Salió al jardín ante la necesidad de aspirar una bocanada de aire fresco que hiciera relajar la tensión acumulada en su estómago.
Una sensación de vacío inundaba sus entrañas y solo esa acción de llenar los pulmones hacía que todo su cuerpo se relajase y volviera a su estado natural.
Se sentó al borde de la escalera mientras dentro seguía sonando aquella canción.....quiero que todo vuelva a empezar, que todo vuelva a girar, que todo venga de cero, de cero...eso era lo que ansiaba.

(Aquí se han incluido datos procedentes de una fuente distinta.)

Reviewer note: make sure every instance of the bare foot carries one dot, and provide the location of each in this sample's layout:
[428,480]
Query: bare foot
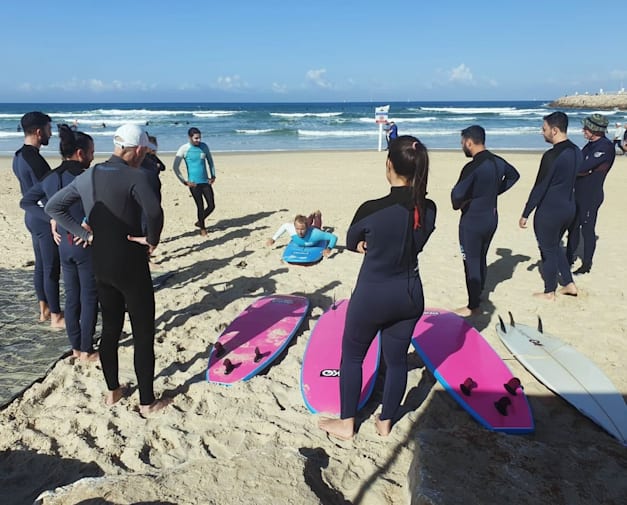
[545,296]
[155,406]
[570,289]
[44,312]
[466,312]
[383,427]
[113,397]
[344,429]
[90,356]
[57,321]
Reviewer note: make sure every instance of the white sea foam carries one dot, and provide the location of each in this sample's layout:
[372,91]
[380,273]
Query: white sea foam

Necesitaba empezar de cero. Dejar caer la piel seca, agrietada, que rodeaba su cuerpo y permitir al sol que nutriese sus células para soñar con nuevos horizontes que explorar y compartir.

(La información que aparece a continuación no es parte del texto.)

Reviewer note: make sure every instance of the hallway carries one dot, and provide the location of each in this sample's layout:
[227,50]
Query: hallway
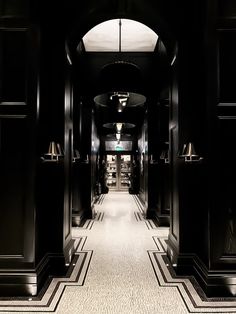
[119,267]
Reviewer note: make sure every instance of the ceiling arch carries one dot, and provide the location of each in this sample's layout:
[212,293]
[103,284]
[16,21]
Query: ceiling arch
[123,35]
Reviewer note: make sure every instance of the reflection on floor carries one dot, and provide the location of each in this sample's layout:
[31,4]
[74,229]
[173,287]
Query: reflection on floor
[120,266]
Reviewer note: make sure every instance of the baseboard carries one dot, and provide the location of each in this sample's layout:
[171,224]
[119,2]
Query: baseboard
[28,282]
[214,283]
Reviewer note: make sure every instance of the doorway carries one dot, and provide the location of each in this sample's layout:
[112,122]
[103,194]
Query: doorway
[118,167]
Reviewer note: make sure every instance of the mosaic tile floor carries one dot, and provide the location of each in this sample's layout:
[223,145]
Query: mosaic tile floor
[120,266]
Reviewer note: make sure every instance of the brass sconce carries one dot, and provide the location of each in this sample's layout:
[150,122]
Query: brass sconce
[54,153]
[165,156]
[189,153]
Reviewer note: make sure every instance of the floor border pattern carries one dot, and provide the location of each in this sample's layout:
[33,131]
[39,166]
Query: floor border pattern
[48,300]
[148,222]
[190,292]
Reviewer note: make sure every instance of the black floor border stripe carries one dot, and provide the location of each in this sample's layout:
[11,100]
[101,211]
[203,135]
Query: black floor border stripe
[177,284]
[38,308]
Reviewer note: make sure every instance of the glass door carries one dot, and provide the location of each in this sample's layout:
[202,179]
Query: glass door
[118,168]
[125,172]
[112,177]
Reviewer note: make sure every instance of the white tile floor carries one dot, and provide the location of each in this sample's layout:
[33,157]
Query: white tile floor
[120,268]
[120,278]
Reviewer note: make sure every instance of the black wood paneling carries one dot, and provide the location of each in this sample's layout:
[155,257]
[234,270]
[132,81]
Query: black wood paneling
[227,66]
[13,60]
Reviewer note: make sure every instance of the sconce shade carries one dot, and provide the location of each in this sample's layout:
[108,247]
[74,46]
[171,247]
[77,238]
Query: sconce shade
[52,150]
[164,154]
[125,125]
[128,99]
[189,150]
[59,150]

Le dolían los desgarros. Los jirones que envolvían los momentos compartidos, convertidos en costumbres. También los desencuentros, los reproches y los silencios.
Todo menos su recuerdo.
Hacía tiempo que lo había enterrado junto a sus ausencias y menosprecios. Mucho antes de intuir que hablar es convencer de que no quedaba nada e intentar salir sin rasguños por encima de todo. Pisando sentimientos.
Era momento de duelo. Momento de cambio.
Entró en casa y volvió a escuchar la canción mientras sentía en su cuerpo que ya era otoño en primavera.